Esta semana mais da nossa “normalidade” retoma passos vagarosos e repletos de precaução. Os lares abrem portas aos familiares dos utentes, desejosos de um abraço, mas sem o poderem receber.
Todos sabemos que a atenção e o carinho são para a alma como o ar que respiramos e com que mantemos vivo o corpo. E se “de velho se torna a menino”, a presença e o cuidado dos filhos ou dos sobrinhos são sem dúvida o mimo que dá vida a muitos dos nossos idosos.
É certo que nas últimas décadas surgiu uma geração de pais sem filhos presentes, por força de uma cultura da independência e autonomia levada ao extremo, alterou-se profundamente o paradigma da família. Muitos filhos, adultos se dizem, parecem manifestar alguma irritação por terem de acompanhar os mais idosos, agora frágeis, ao médico, aos laboratórios, às finanças… Irritam-se por causa dos passos lentos, pela gestão do tempo, pela incapacidade crescente de agilidade nos gestos e nas decisões.
A busca de melhores oportunidades trouxe uma geração, da década de 60/70, para a cidade e para “o estrangeiro”. Os pais ficaram órfãos de filhos muito cedo, continuando a semear as batatas que vinham buscar ao fim-de-semana. E hoje uma grande maioria desses, que já não podem com a enxada, são os que estão nos nossos lares, são os que viviam num mundo onde chegava um dicionário de 500 palavras e pouco mais.
E esses, são sem dúvida, os que não perdem esperança, mesmo que muitas vezes magoados com a ausência dos filhos ou dos sobrinhos, por quem fizeram tudo e de quem esperam quase nada.
E parece que se reverteu a situação: assim como deixaram os filhos ao cuidado de outros, os que emigravam, ou partiam para a cidade, são hoje os que são entregues aos cuidados de instituições, que assistem a família e que em tempo de pandemia a substituíram, ainda que provisoriamente. E é aí que surge a sensação de orfandade, de abandono emocional.
São tempos difíceis: porque mesmo quando um filho não está presente na vida de seus pais, a sua voz ao telefone, agora enviada pelas modernas tecnologias carrega a melodia do afeto, da saudade e da genuína preocupação, mas não substitui o abraço.
A nossa geração, a que está nos lares, também é heroica no meio desta epidemia. Habituou-se a tudo, desafiou-se a si mesma: não abraçou os netos, não teve missa, não pode sair das quatro paredes, não pode festejar a Páscoa; teve de fazer ginástica e habituar-se à convivência virtual, teve de “aturar-se” mutuamente, teve de viver com mais rigor o confinamento a que já se ia habituando, mas que a qualquer um custa aceitar.

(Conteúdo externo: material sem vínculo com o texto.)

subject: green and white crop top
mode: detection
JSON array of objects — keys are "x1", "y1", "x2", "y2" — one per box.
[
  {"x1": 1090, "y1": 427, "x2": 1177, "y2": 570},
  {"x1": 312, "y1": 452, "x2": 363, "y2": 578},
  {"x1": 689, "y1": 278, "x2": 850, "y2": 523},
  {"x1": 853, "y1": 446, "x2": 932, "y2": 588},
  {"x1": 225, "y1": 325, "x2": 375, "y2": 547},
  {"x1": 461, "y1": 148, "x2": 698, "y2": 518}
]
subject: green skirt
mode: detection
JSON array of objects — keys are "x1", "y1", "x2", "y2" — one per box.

Desde há uns anos que nasceu uma geração de ‘pais órfãos de filhos’ e que agora ficou ainda mais evidente. Será também este o tempo de curar essa orfandade valorizando a idade de quem nos vai precedendo porque, se tudo vai ficar bem, o nosso estilo de vida tem de excluir a ‘presença a troco de nada’. É hora de voltar ao “lar” para, simplesmente “abraçar e beijar pelas palavras.”
Não podia terminar esta reflexão sem manifestar o regozijo pela menção honrosa do Prémio de Jornalismo D. Manuel Falcão, atribuída pelo Secretariado Nacional das Comunicações da Conferência Episcopal da Igreja Católica. Esta menção, que celebra a respeitável idade dos 101 anos do Noticias da Covilhã, responsabiliza-nos ainda mais na missão de dar vida a este “ancião” do jornalismo que queremos que se rejuvenesça e acompanhe os tempos actuais. Contamos com os nossos leitores! Fazemos jornalismo por si, para que esteja “No Centro da informação”.